Saludos, mirad escribo porque estoy buscando un mezclador sencillo de una entrada mono y otra stereo, la mono para una guitarra y la otra para mp3, el amplificador es el pcb de construya su videorockola con el stk4182II, he estado buscando por ahi y encuentro mezcladores mas completos pero nada tan simple como lo que yo quiiero, solo mezclar las dos lineas sin volumen y sin nada, un mezclador stereo-stereo tambien me  valdria ya que el multiefectos de la guitarra es stereo, una duda q tengo es si valdria solo con conectar dos jacks stereo en paralelo a la entrada, no se ya me decis si es una burrada, gracias de antemano, saludos.


----------



## Fogonazo (Dic 11, 2009)

Si solo necesitas una entrada (Mono) de micrófono y una estéreo (MP3) con un preamplificador de micrófono te alcanza.
A la salida del previo conectas 2 resistencias que sumen “Esa” salida a los 2 canales del MP3, que también lleva 1 resistencia por canal.


----------



## dyc666 (Dic 11, 2009)

Gracias por contestar Fogonazo, es un placer y perdona pero no tengo mucha experiencia en esto, pero no entiendo lo de poner dos resistencias a la salida del preamplificador, que saco dos resistencias de la salida + del pre y se las sumo a las de +L y +R del mp3??, o el pre del micro tiene salida stereo (jode que follon pa una cosa que tiene que ser de lo mas simple...) ...y las resistencias de que valor serian??


----------



## Fogonazo (Dic 11, 2009)

Esto es un esquemático, solo para que veas el conexionado.


----------



## dyc666 (Dic 11, 2009)

Ok, eres un crack, gracias.


----------



## dyc666 (Dic 17, 2009)

Fogonazo dijo:


> Esto es un esquemático, solo para que veas el conexionado.


 
He probado a conectaro como me dijiste, fogonazo, la mezcla la hace perfecta pero pierdo mucho volumen, me puedes ayudar? he utilizado resistencias de 22k


----------



## DJ DRACO (Dic 17, 2009)

claro amigo mio, pierdes volumen porque al agregar resistencias en serie aumentas la impedancia del audio...

a las salidas mezcladas tenés que agregarles preamplificadores activos, de ganancia 5 o 10 la que más te convenga para aumentar el voltaje de esa señal de audio.

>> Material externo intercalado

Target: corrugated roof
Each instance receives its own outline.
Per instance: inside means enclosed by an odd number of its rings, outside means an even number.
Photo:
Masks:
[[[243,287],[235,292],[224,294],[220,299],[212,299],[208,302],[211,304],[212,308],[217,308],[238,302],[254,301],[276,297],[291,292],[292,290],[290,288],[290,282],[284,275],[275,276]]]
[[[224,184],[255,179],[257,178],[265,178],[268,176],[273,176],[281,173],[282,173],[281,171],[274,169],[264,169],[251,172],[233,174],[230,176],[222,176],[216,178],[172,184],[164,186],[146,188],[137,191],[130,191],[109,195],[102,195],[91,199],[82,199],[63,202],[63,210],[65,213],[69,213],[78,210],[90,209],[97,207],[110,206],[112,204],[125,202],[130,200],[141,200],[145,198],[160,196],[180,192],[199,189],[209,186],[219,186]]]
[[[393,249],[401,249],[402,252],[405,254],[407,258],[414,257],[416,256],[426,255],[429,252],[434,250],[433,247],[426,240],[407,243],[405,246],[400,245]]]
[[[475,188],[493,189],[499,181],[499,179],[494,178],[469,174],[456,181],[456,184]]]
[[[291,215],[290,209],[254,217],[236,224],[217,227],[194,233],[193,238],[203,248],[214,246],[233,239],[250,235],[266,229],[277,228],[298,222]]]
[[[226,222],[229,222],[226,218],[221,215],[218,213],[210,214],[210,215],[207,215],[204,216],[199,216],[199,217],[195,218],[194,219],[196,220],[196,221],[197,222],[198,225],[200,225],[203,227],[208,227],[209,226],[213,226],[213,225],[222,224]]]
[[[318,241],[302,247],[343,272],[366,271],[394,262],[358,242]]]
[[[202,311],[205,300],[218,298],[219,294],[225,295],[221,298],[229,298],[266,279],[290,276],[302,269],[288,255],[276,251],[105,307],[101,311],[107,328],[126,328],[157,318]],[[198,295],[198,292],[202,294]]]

el circuito más sencillo y funcional es con 1 TL082, en amplificador inversor...o sea, en la entrada inversora colocas un resistor de 22K y en la de realimentación uno de 220K, así obtenés a la salida una ganancia de 10 veces la señal de entrada...

si entras con 1Vpp, salís con 10Vpp.


----------



## dyc666 (Dic 17, 2009)

Ok, gracias lo intentaré.


----------